Ingredients:

  • 1 cup (185 g) red rice, rinsed
  • 2 cups (480 ml) water
  • 2 cups (300 g) cooked chicken breast, shredded
  • 1 cup (150 g) bell peppers, diced (use a mix of colors)
  • 1 cup (150 g) cherry tomatoes, halved
  • ½ cup (75 g) red onion, diced
  • 1 cup (150 g) cucumber, diced
  • ½ cup (30 g) fresh cilantro, chopped
  • 3 tablespoons (45 ml) olive oil
  • 2 tablespoons (30 ml) lime juice (about 1 lime)
  • 1 teaspoon (5 g) honey
  • 1 teaspoon (5 g) ground cumin
  • Salt and pepper to taste

Instructions:

  1. In a medium saucepan, combine rinsed red rice and water.
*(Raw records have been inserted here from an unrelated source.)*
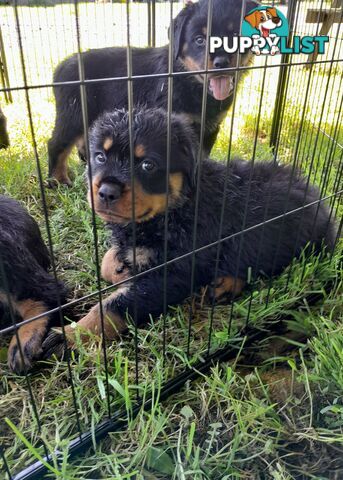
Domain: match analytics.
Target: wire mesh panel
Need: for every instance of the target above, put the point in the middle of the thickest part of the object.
(286, 109)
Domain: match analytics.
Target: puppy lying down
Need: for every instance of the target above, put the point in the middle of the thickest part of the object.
(261, 193)
(27, 290)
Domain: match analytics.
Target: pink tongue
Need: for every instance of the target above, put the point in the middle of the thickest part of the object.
(221, 87)
(265, 32)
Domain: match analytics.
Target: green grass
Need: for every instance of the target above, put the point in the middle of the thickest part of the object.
(275, 412)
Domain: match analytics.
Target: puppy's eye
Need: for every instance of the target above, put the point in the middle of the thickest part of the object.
(100, 158)
(147, 166)
(200, 40)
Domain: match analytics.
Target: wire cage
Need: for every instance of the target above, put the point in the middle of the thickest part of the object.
(289, 106)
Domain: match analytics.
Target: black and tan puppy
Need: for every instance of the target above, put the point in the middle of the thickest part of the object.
(190, 27)
(269, 190)
(26, 289)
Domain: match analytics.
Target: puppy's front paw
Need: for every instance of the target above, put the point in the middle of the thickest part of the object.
(31, 350)
(112, 269)
(55, 343)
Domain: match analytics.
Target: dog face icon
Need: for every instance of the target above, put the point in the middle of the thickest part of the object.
(264, 20)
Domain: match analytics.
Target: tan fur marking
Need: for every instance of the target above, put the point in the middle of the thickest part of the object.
(60, 173)
(108, 143)
(176, 182)
(253, 18)
(229, 285)
(191, 64)
(80, 142)
(109, 266)
(184, 49)
(30, 335)
(139, 151)
(114, 325)
(143, 257)
(146, 205)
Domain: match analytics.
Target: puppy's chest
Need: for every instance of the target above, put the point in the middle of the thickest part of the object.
(149, 246)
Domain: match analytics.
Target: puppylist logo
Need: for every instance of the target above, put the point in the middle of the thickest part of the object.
(265, 31)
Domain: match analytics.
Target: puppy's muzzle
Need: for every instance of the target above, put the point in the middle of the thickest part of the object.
(109, 193)
(221, 62)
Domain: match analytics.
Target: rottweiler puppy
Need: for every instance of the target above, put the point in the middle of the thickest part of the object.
(264, 223)
(26, 288)
(189, 48)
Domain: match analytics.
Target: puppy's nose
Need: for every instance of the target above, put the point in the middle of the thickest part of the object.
(220, 62)
(109, 192)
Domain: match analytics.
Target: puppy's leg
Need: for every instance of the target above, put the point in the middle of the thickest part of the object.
(226, 288)
(145, 297)
(112, 269)
(30, 336)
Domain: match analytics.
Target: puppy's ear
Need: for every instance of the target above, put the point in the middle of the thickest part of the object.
(252, 19)
(179, 24)
(272, 11)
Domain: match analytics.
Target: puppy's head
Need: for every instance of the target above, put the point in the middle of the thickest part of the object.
(264, 20)
(190, 33)
(112, 178)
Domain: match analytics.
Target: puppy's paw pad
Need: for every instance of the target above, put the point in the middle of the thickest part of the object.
(20, 361)
(55, 345)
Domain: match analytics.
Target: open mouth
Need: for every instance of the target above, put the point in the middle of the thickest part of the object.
(265, 32)
(221, 87)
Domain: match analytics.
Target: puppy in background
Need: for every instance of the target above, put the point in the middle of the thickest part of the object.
(189, 51)
(26, 288)
(270, 191)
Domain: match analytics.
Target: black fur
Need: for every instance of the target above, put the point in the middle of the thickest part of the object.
(267, 183)
(24, 263)
(111, 63)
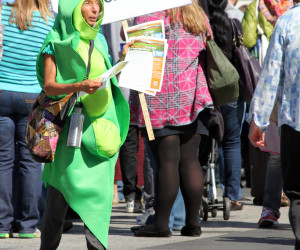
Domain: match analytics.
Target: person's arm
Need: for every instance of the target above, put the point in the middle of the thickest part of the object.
(249, 24)
(51, 87)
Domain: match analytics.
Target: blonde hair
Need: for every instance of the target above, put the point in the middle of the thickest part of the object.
(22, 10)
(191, 16)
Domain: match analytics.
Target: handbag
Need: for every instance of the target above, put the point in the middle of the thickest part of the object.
(1, 34)
(45, 123)
(222, 77)
(47, 119)
(247, 66)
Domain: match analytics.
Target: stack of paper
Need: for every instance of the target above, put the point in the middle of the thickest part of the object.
(146, 57)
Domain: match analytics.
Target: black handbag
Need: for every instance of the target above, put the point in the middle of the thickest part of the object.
(247, 66)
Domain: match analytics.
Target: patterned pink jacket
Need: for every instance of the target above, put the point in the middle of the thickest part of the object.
(184, 92)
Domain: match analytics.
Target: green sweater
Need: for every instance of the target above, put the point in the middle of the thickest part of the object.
(85, 176)
(249, 24)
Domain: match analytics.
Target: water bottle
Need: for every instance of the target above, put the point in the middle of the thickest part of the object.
(75, 129)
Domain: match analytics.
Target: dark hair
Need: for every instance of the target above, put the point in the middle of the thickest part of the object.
(219, 21)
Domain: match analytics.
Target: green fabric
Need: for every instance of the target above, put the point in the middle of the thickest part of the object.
(85, 176)
(249, 24)
(222, 76)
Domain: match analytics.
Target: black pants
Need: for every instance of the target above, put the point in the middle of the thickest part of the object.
(128, 163)
(53, 222)
(290, 160)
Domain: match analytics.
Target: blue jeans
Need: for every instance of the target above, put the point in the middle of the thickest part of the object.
(230, 160)
(25, 187)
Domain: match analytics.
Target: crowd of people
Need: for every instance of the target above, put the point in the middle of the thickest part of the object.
(65, 52)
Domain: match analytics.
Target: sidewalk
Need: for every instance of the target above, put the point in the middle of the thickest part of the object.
(239, 232)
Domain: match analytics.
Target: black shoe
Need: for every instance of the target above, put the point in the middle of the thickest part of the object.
(140, 232)
(191, 231)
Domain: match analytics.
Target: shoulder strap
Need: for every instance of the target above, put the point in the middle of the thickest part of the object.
(89, 60)
(236, 33)
(259, 29)
(0, 12)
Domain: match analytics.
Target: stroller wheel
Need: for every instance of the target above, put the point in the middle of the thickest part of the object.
(226, 208)
(204, 210)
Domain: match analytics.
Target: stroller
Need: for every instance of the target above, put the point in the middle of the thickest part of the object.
(210, 202)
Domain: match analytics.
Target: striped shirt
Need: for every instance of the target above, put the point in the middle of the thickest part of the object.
(20, 50)
(280, 76)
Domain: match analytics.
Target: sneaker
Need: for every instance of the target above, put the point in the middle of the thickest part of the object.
(35, 234)
(235, 206)
(268, 218)
(285, 202)
(134, 206)
(141, 220)
(6, 235)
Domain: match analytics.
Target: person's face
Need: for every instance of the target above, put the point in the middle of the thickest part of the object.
(90, 11)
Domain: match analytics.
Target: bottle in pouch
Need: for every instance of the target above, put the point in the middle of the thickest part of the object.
(75, 129)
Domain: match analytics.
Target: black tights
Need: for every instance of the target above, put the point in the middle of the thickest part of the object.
(177, 161)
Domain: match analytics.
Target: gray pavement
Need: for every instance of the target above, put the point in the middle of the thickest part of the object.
(239, 232)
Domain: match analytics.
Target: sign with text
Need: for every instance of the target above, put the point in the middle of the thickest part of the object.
(118, 10)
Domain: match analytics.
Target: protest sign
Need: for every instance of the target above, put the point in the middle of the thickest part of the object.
(117, 10)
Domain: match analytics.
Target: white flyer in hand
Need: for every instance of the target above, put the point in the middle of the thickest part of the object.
(111, 73)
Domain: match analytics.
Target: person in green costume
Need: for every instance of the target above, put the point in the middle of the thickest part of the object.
(82, 177)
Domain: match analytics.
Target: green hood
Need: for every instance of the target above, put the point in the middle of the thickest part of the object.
(64, 38)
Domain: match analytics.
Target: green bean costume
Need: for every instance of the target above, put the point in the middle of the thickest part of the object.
(85, 176)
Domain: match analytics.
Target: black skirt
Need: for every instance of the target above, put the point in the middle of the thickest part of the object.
(199, 126)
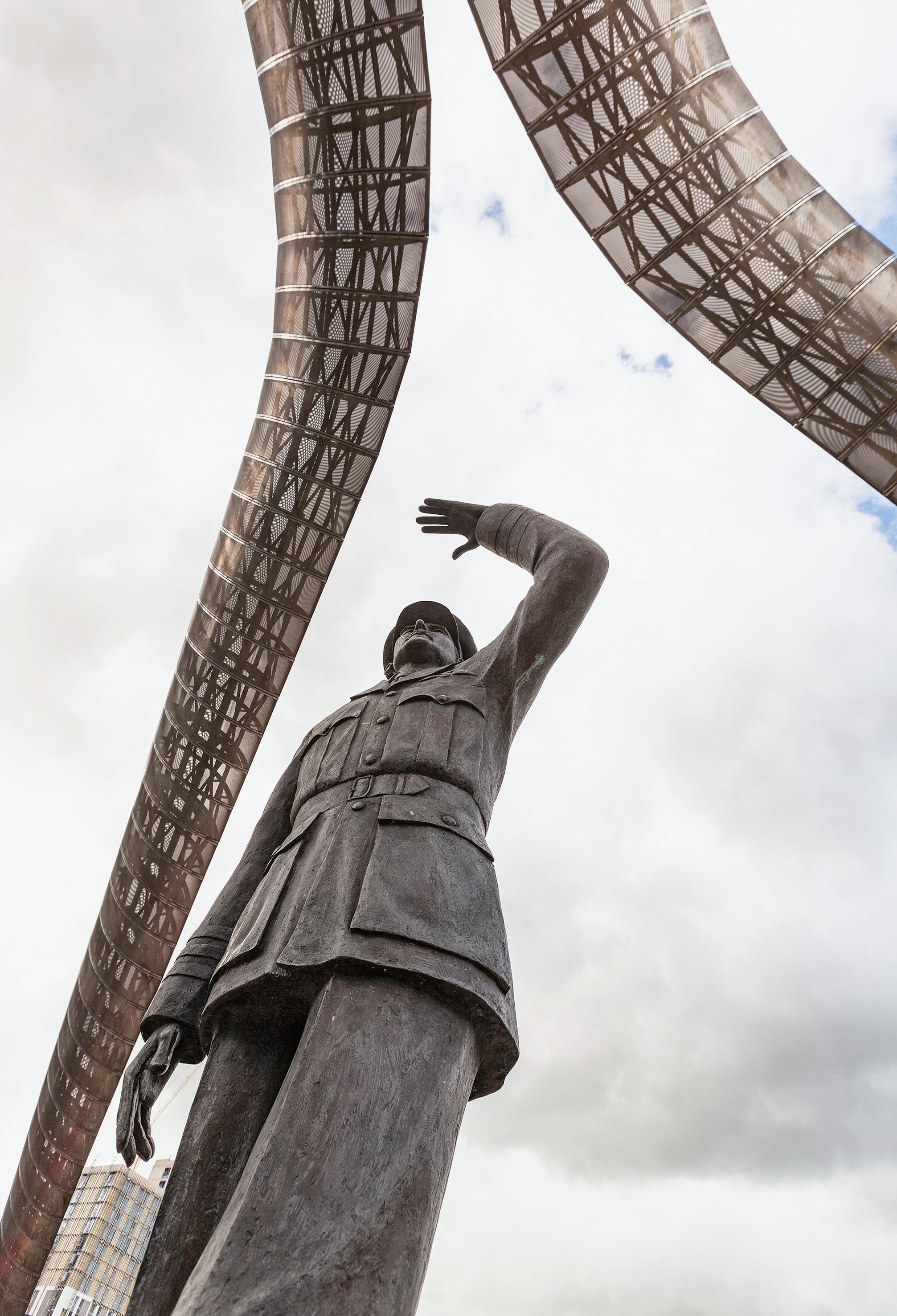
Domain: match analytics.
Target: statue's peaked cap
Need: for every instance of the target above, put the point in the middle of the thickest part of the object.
(441, 616)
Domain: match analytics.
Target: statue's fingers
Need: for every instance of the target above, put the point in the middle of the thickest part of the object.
(125, 1132)
(144, 1141)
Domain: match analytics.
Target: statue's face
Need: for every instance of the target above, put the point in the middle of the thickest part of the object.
(424, 645)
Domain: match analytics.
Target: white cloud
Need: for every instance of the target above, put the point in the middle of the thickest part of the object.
(696, 835)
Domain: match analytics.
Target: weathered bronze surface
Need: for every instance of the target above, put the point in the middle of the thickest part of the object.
(657, 145)
(352, 982)
(346, 95)
(665, 157)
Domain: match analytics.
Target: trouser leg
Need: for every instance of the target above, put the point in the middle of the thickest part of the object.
(336, 1211)
(237, 1090)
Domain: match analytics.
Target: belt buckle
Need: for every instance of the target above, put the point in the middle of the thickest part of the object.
(361, 787)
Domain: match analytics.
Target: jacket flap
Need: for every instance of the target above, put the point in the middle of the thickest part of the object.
(300, 828)
(342, 715)
(434, 812)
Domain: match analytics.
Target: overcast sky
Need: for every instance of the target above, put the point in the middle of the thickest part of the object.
(696, 837)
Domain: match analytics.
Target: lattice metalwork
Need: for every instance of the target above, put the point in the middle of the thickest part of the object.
(659, 149)
(346, 95)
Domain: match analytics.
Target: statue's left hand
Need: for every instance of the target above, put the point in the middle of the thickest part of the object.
(442, 517)
(144, 1079)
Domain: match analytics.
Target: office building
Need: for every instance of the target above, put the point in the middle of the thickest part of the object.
(100, 1244)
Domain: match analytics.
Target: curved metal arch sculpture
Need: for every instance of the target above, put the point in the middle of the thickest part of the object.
(346, 94)
(662, 153)
(659, 149)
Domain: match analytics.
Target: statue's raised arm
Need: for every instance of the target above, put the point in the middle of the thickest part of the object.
(352, 984)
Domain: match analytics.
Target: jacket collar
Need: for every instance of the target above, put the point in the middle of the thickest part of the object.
(410, 681)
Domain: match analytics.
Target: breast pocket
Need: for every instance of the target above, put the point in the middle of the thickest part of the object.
(440, 731)
(432, 880)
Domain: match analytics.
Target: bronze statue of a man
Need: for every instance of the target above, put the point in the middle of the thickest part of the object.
(352, 984)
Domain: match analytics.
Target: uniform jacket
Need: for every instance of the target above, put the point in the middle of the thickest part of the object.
(373, 848)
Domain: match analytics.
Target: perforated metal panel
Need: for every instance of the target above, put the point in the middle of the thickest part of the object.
(662, 153)
(346, 95)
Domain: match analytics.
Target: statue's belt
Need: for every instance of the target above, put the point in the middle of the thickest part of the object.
(434, 802)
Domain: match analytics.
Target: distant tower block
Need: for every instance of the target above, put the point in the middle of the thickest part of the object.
(100, 1244)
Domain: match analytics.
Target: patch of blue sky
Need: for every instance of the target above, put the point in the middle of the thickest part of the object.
(495, 213)
(883, 512)
(661, 365)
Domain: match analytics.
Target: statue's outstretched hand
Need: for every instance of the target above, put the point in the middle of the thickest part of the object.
(144, 1079)
(442, 517)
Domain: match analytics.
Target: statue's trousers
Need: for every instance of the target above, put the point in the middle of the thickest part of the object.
(313, 1164)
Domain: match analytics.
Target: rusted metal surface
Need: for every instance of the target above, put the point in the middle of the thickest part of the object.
(664, 154)
(346, 95)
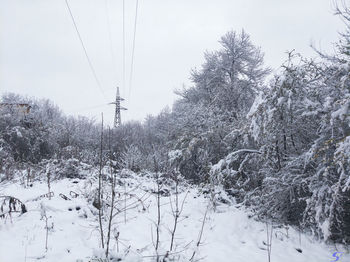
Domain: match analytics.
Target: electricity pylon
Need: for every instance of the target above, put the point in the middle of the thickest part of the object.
(117, 116)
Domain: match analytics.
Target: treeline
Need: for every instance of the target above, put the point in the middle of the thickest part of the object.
(280, 147)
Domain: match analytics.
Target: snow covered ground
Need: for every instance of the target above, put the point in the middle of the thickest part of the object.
(229, 234)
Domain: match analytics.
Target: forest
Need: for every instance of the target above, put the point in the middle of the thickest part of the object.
(276, 143)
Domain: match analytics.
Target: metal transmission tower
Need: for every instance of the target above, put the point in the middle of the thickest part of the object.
(117, 117)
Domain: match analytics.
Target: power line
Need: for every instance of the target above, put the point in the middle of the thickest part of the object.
(85, 51)
(133, 49)
(110, 37)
Bring to a boil, reduce heat, cover, and simmer for 20-25 minutes until tender.
  2. Remove from heat and let it sit for 5 minutes, then fluff with a fork.
  3. While the rice is cooking, chop the bell peppers, cherry tomatoes, red onion, and cucumber.
  4. Add cooked chicken and fresh cilantro to a large mixing bowl.
  5. In a small bowl, whisk together olive oil, lime juice, honey, cumin, and season with salt and pepper.
  6. Add cooked red rice to the bowl with the chicken and vegetables.
  7. Pour the dressing over the salad and gently mix until well combined.
  8. Cover and refrigerate the salad for at least 30 minutes before serving to allow flavors to meld.
  9. Toss again before serving, and adjust seasoning if needed.